Rentrée littéraire : La fashion week des libraires

Boston rend à l’Italie des manuscrits volés datant des XIVe et XVIe siècles

Laurène Bertelle - 27.04.2017

Patrimoine et éducation - A l'international - manuscrit italie - Boston Public Library - vol livre italie


Il aura fallu plus de 60 ans pour les retrouver, mais ils sont de retour.

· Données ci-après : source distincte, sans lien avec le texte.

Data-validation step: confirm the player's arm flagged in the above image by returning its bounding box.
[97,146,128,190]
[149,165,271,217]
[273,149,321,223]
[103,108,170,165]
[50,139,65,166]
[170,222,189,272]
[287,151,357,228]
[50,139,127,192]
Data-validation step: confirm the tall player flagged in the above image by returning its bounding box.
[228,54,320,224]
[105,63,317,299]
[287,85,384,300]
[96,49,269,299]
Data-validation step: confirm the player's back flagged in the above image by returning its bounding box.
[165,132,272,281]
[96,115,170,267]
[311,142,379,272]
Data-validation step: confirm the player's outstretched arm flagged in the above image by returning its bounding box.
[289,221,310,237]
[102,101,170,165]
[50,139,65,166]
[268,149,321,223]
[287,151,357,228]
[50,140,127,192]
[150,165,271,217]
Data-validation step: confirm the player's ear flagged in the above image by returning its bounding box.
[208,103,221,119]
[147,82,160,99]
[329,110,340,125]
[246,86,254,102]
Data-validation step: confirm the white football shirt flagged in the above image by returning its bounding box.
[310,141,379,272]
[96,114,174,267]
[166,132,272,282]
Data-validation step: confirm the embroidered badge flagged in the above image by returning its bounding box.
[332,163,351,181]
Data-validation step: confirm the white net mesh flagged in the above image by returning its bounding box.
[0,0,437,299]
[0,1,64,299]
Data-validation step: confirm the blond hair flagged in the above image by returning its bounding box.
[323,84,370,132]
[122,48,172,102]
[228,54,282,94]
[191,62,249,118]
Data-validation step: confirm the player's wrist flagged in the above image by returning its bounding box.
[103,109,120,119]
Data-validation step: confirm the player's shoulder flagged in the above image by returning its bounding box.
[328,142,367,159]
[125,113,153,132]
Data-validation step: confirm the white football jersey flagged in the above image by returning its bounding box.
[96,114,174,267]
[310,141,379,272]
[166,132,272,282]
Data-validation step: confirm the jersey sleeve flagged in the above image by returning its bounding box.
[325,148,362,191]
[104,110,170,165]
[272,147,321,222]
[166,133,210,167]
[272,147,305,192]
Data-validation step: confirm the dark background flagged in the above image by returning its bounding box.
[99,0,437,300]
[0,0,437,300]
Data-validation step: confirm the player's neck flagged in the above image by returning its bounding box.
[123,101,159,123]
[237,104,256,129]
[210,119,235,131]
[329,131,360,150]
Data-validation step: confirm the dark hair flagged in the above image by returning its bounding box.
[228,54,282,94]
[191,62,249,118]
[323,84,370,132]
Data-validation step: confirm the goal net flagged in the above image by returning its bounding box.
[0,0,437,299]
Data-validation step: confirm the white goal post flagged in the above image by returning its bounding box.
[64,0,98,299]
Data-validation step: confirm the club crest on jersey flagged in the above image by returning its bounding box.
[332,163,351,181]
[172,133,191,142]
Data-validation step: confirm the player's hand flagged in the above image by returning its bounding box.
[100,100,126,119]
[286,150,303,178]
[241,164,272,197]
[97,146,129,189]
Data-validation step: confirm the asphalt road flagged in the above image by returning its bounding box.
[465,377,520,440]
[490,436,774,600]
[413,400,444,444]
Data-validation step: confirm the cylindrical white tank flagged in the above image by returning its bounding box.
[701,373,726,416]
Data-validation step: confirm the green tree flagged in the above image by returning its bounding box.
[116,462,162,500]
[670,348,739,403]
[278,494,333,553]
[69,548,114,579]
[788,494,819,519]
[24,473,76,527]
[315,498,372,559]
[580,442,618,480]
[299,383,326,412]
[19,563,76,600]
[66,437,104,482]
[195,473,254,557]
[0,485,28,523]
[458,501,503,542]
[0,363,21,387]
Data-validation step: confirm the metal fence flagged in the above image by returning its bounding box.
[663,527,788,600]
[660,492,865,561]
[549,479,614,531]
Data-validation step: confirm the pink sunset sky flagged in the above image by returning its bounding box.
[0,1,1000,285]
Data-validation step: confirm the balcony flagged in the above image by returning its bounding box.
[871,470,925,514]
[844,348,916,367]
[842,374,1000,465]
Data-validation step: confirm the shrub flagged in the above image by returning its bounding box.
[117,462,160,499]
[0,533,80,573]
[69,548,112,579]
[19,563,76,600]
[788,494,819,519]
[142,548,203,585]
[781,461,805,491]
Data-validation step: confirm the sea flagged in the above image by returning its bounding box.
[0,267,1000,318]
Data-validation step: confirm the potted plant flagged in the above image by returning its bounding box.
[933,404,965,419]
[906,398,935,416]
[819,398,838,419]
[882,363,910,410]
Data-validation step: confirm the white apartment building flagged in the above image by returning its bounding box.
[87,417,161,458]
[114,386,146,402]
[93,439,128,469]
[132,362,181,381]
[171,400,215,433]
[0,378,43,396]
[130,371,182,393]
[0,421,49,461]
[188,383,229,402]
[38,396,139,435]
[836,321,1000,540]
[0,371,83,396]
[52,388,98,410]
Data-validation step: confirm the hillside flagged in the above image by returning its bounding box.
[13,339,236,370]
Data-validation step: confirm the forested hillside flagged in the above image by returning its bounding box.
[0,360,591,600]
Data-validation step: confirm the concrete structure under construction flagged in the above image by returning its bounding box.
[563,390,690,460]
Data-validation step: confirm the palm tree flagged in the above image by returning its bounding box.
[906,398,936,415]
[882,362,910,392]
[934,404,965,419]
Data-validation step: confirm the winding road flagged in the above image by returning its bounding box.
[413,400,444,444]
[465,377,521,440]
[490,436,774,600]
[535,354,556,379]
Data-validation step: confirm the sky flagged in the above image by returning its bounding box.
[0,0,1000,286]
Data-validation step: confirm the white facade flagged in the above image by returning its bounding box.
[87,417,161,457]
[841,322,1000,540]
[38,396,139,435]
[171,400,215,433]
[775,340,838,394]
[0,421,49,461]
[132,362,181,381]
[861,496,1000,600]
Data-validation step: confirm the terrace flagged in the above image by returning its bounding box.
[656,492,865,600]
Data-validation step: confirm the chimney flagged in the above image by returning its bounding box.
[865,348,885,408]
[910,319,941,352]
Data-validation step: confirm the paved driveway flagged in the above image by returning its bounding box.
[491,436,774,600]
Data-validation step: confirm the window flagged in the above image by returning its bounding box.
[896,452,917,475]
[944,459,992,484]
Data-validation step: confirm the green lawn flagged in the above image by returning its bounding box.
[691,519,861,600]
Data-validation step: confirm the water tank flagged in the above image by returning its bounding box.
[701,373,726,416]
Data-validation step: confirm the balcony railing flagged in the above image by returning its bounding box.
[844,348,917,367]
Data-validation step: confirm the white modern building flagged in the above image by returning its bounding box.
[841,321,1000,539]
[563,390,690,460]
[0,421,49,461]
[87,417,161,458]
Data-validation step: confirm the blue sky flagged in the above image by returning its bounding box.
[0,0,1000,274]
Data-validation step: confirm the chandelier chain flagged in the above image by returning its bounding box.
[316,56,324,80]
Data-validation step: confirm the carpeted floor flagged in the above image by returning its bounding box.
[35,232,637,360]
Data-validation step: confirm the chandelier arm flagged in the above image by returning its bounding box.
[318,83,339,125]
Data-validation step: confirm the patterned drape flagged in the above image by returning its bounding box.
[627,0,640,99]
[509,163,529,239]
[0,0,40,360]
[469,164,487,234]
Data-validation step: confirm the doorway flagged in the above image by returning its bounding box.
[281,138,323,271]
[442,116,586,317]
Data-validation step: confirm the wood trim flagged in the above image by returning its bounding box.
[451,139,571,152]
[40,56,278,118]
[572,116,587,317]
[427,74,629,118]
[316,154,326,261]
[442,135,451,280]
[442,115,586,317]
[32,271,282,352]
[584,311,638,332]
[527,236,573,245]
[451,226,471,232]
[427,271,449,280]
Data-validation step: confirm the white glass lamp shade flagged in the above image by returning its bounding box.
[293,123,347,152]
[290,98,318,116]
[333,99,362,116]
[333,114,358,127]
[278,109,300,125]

Plusieurs manuscrits italiens précieux datant du XIVe et du XVIe siècles ont été identifiés à la Boston Public Library et rendus à leurs propriétaires lors d’une cérémonie qui s’est tenue le 19 avril dernier.

 

Boston Public Library

La Boston Public Library (Photo d'illustration, Timothy Neesam, CC BY-NC-ND 2.0)

 

Tout commence en 2010 : alors que Lisa Fagin Davis, directrice de la Medieval Academy of America de Cambridge, travaille à la numérisation du catalogue de la Boston Public Library, elle découvre un ouvrage pour le moins étrange. Des pages dans le désordre, des chapitres grattés, une couverture qui n’était visiblement pas l’originale et qui empêchait d’identifier le livre… « Quelqu’un s’était donné du mal pour dissimuler l’origine du manuscrit », écrit le Boston Globe, le 20 avril dernier.

 

Lisa Fagin Davis tente alors de connaître l’identité de l’ouvrage en cherchant des réponses dans d’autres textes, et c’est finalement dans une des bibliothèques d’Harvard qu’elle trouve une copie d’une couverture qui correspond au livre.

 

Il s’agissait en réalité d’un manuscrit italien du XIVe siècle, intitulé Mariegola della Scuola di Sante Maria della Misericordia, dans lequel on retrouve des règles et principes établis par un ordre religieux qui pratiquait notamment l’autoflagellation. Selon le quotidien italien Artemagazine, cet ouvrage avait été volé aux Archives nationales de Venise en 1949. L'année suivante, les responsables avaient été identifiés et arrêtés, mais les biens n’avaient pas été retrouvés.
 

Des manuscrits d’une valeur de 110.000 $

 

Au total, ce sont trois documents que la Boston Public Library a restitués à l’Italie : le manuscrit, enfin identifié, mais aussi une enluminure issue d’un manuscrit similaire, intitulé Mariegola della Scuola Grande di San Giovanni Evangelista, ainsi qu’un des livres manquants à la collection d’un cardinal sicilien du XVIe siècle, volé dans des circonstances inconnues. Les trois documents valent au total environ 111.000 $.
 


 

Comment ces documents se sont-ils retrouvés aux États-Unis ? La réponse n’est pas claire, mais la Boston Public Library affirme et prouve toutefois qu’elle les avait achetés légalement à des vendeurs reconnus. Elle a toutefois volontairement abandonné son droit de propriété afin que les biens soient rendus au gouvernement italien.

 

Enfin, les États-Unis ont également restitué 198 pièces romaines datant de l’empereur Constantin, interceptées par la Homeland Security Investigations en tant que colis suspect provenant des Émirats arabes unis, qui avaient été exportées illégalement d’Italie.

 

Le processus de rapatriement, très long, a été lancé rapidement et dans de bonnes conditions. C’est à Boston que l’échange s’est fait officiellement, lors d’une cérémonie à la Boston Public Library, le 19 avril 2017. Les journaux américains et italiens sont d’accord pour affirmer la très bonne coopération qu’il y a eu entre la Homeland Security Investigations des États-Unis et le Comando Carabinieri Tutela Patrimonio Culturale d’Italie.